The cyclone model might work best for brands with established subscription programmes, such as Bild or The New York Times, which had converted the heavy users already and most new buyers are light users anyway. 

The casual readers tend to visit news sites more often during big news events, such as a pandemic outbreak, U.S. presidential elections, or a war in Ukraine. This helps explain global spikes in demand for news and subscriptions in the past three years.

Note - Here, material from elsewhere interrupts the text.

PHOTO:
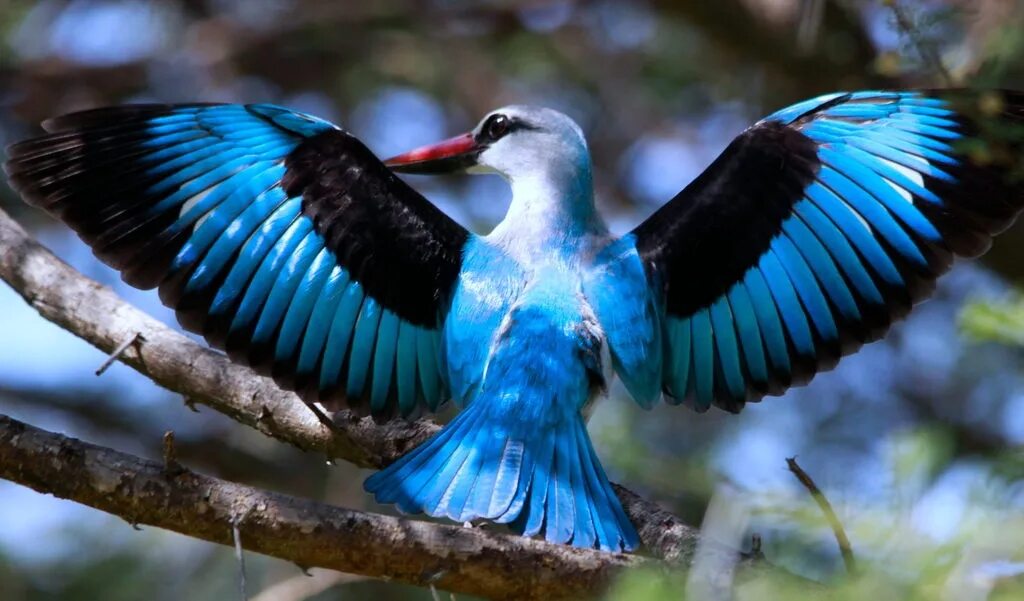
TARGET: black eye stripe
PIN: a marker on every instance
(499, 125)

To speed the acquisition, brands simplify their offers. For example, Bild slimmed down its product line from multiple packages (e.g., the pricing textbook’s suite of the “good,” “better,” or “best” offers) to just one. It got rid of all the add-ons at the acquisition stage. It offers add-ons later.

“We found that it’s best to sell with one price but retain with many,” said Mussinghoff at the INMA summit.

Previous studies (e.g., by Piano) showed lower prices lead to more conversions but may also result in lower retention, as many of the new customers are less engaged. This suggests brands need to invest in robust onboarding of new subscribers as well as value nurturing and retention programmes. The length of a trial matters: The longer the trial, the longer runway to engage the new subscribers.

In the end, to succeed, brands need to acquire many more new subscribers than with the baseline offer — to offset the risk of the higher churn and lower ARPUs.

Tactics for a price-driven industry

In general, media subscribers are highly price sensitive, academic and business researchers find.

Authors of a recent paper in the Applied Marketing Analytics journal, Natasha Fosker and Benny Cheung, described a study of 1,384 U.K. adult consumers of different subscription services — from Spotify to Netflix, from food delivery to gyms and beauty product boxes.

In general, they found price a dominant driver of choice across all subscription markets. 

They analysed in-depth the influence of different pricing tactics on purchase likelihood and Net Promoter Score as a proxy for retention.

They found permanent price reductions, free trials and initial discounts, and monthly plans that “you can cancel anytime” the biggest levers for both acquisition and retention in media services, such as Spotify and Netflix.

Interestingly, they saw loyalty and referral schemes having a positive impact, too, especially for retention. 

Fosker and Cheung have not studied news products, but perhaps their findings can inspire subscription strategists in news media.

Methodology

How did we study news subscription offers of the top 50 news subscription brands? 

We collected basic, digital-only subscription offers available to new subscribers and new visitors of their Web sites. We used VPN services to access the websites from IP addresses in the brands’ home countries and cleared cookies. 

We focused on the recommended offers (e.g., “best value”) on landing pages available under the subscribe button on home pages. We avoided offers available in the ads on home pages or in the paywall messages.

The data was collected on February 12-14, 2022, so before the start of the recent Russian invasion on Ukraine. Some brands might have adjusted their pricing since then.